On n’a pas obéi à l’éditeur, on n’a pas suivi son conseil (ironique ?) imprimé sur la quatrième de couverture : « Voici sans doute le seul livre de Marcel Cohen qu’il est recommandé de lire en commençant par le début ». On a commencé par le cœur du livre, on a poursuivi par ses notes bibliographiques, on a lu la dernière puis la première citation (de Proust à Wallace Stevens), on a tout de suite été traversé-bouleversé par l’absence de guillemets autour de ces prélèvements divers, par cet accès direct aux phrases, à la prose, aux vers, aux dialogues, aux aphorismes que cette dénudation fluidifie. On a cherché des visages, des maîtres, des modèles ; on a trouvé, à la marge, des noms propres d’écrivains, de philosophes, de moralistes, d’anthropologues, de peintres, de photographes, d’actrice, de journalistes, d’historiens. Certains reviennent régulièrement (Kafka, Blanchot, Jabès, Jankélévitch, Beckett, Valéry, Reverdy, Joubert, Joyce, Pontalis, Dupin, Lacoue-Labarthe, de Vinci, van Velde, Oppen, Bataille, Benjamin, Pessoa, Rosmarie Waldrop, Lévinas), d’autres n’apparaissent qu’une fois. Quelques propos restent anonymes (« Un officier français de la marine marchande », « musiciens de la Philharmonie de Berlin ayant joué sous la direction de Wilhelm Furtwängler pendant la Seconde Guerre mondiale », « Graffiti sur un mur de Londonderry, Irlande du Nord », « Journal Madame Figaro, Paris, du 23 novembre 1996 ») ; ils ont été prélevés à la radio, sur des murs, des enveloppes, ou ont été recueillis par le lecteur-auteur lors de conversations ou de discours. D’autres sont des citations de citations : « Paul Klee, cité par Georges Perros, Papiers collés, Gallimard, Paris, 1973 », « Don McCullin, cité par Claire Guillot, journal Le Monde, Paris, 1er et 2 septembre 2013 ». On a pris acte de ce que tous ces énoncés sont en même temps transparents et anonymes, baptisés ou contextualisés cependant, et que les masques des artistes, et que le masque du lecteur, laissent passer la littérature, la pensée de la littérature, ou encore la parole, comme une paroi laisserait filtrer la lumière.

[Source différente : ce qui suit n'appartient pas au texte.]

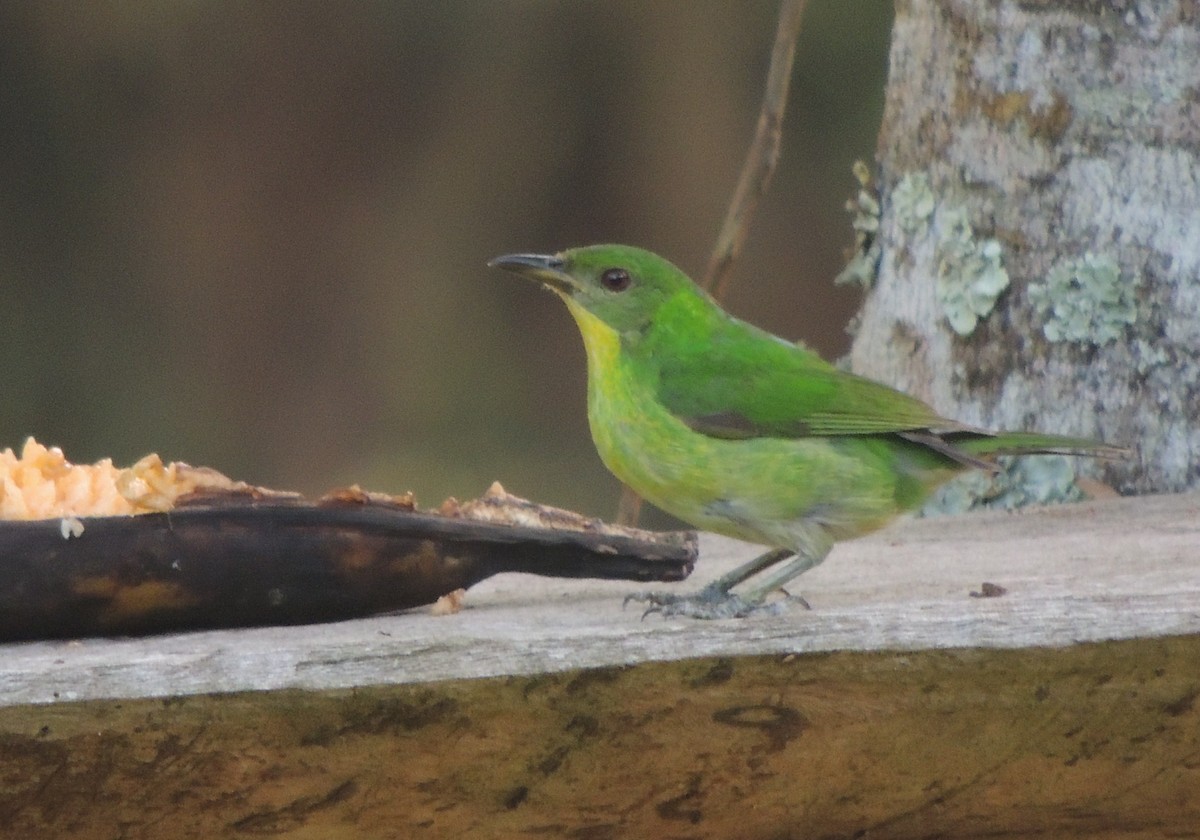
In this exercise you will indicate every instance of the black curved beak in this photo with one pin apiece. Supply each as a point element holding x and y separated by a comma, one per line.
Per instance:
<point>547,270</point>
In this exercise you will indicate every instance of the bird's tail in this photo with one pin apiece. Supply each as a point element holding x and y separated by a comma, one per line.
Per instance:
<point>1031,443</point>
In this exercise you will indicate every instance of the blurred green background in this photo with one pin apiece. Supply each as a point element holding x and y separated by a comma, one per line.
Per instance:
<point>252,235</point>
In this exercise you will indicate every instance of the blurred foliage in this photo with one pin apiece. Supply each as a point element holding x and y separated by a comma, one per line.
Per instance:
<point>252,235</point>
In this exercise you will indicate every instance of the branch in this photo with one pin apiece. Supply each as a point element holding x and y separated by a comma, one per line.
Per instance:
<point>756,174</point>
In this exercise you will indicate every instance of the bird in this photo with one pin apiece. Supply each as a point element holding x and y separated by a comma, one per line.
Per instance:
<point>737,431</point>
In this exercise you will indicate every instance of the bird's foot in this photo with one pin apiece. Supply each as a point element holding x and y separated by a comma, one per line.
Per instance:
<point>711,603</point>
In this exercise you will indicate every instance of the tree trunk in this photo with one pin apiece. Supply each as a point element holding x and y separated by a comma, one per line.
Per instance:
<point>1039,226</point>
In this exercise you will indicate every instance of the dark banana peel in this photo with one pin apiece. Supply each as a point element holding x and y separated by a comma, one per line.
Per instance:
<point>247,558</point>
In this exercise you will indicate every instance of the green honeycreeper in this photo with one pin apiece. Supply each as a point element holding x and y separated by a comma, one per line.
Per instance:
<point>737,431</point>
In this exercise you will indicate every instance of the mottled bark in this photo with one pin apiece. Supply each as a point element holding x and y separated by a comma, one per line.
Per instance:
<point>1045,155</point>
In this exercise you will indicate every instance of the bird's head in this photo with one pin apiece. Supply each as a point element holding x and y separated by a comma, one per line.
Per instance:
<point>621,286</point>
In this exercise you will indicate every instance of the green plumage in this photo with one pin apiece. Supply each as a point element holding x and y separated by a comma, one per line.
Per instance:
<point>737,431</point>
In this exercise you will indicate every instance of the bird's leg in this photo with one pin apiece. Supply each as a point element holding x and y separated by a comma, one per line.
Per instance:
<point>717,600</point>
<point>778,580</point>
<point>726,582</point>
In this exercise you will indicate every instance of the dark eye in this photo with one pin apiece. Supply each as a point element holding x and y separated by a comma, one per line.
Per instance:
<point>616,280</point>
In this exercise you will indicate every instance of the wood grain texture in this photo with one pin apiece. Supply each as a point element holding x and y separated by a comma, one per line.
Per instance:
<point>898,707</point>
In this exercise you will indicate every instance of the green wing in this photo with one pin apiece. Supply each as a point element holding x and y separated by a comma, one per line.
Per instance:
<point>729,379</point>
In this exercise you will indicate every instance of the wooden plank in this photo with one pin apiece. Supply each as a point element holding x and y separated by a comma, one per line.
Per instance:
<point>898,707</point>
<point>1114,569</point>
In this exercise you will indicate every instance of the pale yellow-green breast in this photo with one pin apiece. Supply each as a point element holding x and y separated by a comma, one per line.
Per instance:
<point>763,490</point>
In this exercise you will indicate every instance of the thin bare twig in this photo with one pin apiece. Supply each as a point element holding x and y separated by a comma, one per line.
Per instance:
<point>756,174</point>
<point>763,154</point>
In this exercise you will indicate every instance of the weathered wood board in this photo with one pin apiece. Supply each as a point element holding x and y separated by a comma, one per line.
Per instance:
<point>898,707</point>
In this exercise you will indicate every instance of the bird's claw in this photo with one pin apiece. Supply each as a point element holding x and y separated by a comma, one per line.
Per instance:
<point>707,604</point>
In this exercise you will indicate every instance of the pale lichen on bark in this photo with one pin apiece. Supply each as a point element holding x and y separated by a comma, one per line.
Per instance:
<point>1071,135</point>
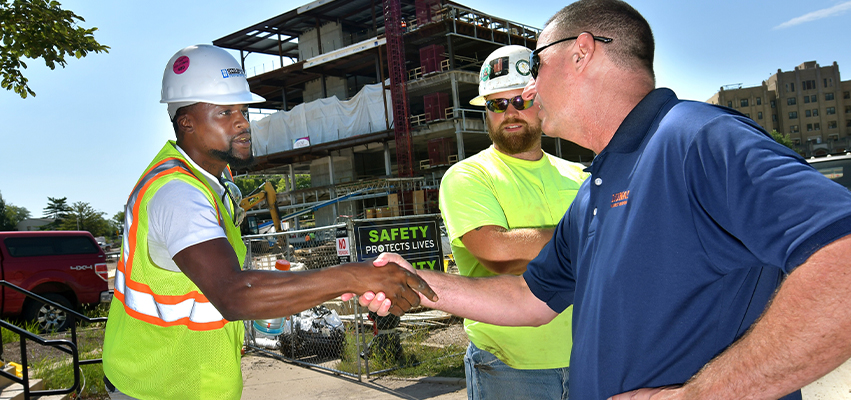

Ensuite on a cherché un ordre dans le désordre, ou on a continué de désordonner notre lecture. On a repéré les chapitres, qui sont au nombre de cinq. On aurait souhaité dans un premier temps qu’ils portent un titre, qu’ils constituent un repère verbal, une indication ou un cheminement, qu’ils cadrent un mouvement, un élan, une narration, voire une fiction. On a compté les citations dans chacun des épisodes, pour voir s’il y avait recherche d’un équilibre numérique, ou loi plus ou moins cachée du nombre, ou contrainte dissimulée. Cela n’a pas donné grand-chose (37, 69, 46, 73, puis 73, soit presque 300 extraits). On a fini par reconsidérer le conseil de l’éditeur. On a recommencé le livre, par le début cette fois, chapitre après chapitre. On a cherché une direction aux regroupements successifs. Celle-ci n’est pas chronologique ni axiologique, plutôt thématique, mais avec des thèmes dans les thèmes, comme ces poupées qui renferment des poupées qui recèlent des poupées qui protègent des poupées. Et cela a donné, sur notre petit carnet intime, chapitre 1 : un questionnement métaphysique, existentiel (mais ces adjectifs sont prétentieux, lourds, malaisés, bien trop chargés d’autorité et d’Histoire), chapitre 2 : la question de la guerre, de la destruction, la Shoah (et on retrouve cette montée aux extrêmes qui, au vingtième siècle, néantise l’homme, et toutes ses prétentions humaines, ou humanitaires), chapitre 3 : peut-on encore écrire, créer, peindre, représenter après Auschwitz ?, chapitre 4 : le silence comme forme, ou le principe de nudité intégrale, chapitre 5 : l’humour malgré tout, et la place du lecteur.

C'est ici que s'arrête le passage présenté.